Fix AI chat signed file cache busting by abdulrahmancodes · Pull Request #21639 · twentyhq/twenty

abdulrahmancodes · 2026-06-15T19:09:52Z

What

When you upload a file in AI chat, the prompt cache was getting busted on every turn, any thread with a file just never hit the cache.

Why: we store only the fileId and re-signed a fresh url each time the thread was loaded. That signed url gets handed straight to the provider, and since the token changes every turn, the cached conversation prefix changes too and the cache misses.

Fix

Instead of giving the provider a signed URL, we download the file on our side and inline it as base64 bytes right before the model call. The bytes don't change between turns, so the cached prefix stays stable.

Follow-ups / things considered

File byte cache (later if needed): we re-download and re-encode the thread's files from storage on every turn.

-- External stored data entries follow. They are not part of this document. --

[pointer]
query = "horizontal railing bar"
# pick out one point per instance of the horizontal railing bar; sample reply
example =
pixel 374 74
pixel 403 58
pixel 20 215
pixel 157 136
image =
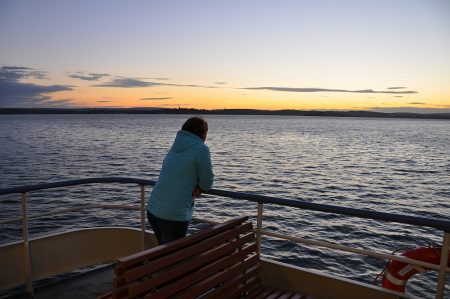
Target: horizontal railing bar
pixel 60 211
pixel 440 224
pixel 354 250
pixel 37 187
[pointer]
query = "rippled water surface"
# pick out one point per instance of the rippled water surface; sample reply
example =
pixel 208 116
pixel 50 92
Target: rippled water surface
pixel 390 165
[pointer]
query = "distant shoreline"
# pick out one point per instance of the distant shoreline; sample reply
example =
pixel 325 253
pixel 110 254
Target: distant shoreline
pixel 223 112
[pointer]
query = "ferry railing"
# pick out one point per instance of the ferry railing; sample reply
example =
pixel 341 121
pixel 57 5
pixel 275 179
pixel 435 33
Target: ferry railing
pixel 442 225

It's fine for now (storage reads are cheap and the provider caches the bytes after the first turn), but if it ever shows up in latency we can cache the bytes by fileId since file content is immutable. Skipped for now to keep this focused.
Per-provider Files API (didn't do): the "cleanest" version is to upload each file to the provider once and reference it by their file id, so bytes never get re-sent. We didn't go this route because we support 8 providers, not all of them have a files API, they all differ, and they come with expiry/lifecycle we'd have to manage. base64 is the one representation that works the same across every provider. Worth revisiting if we ever narrow down the provider list.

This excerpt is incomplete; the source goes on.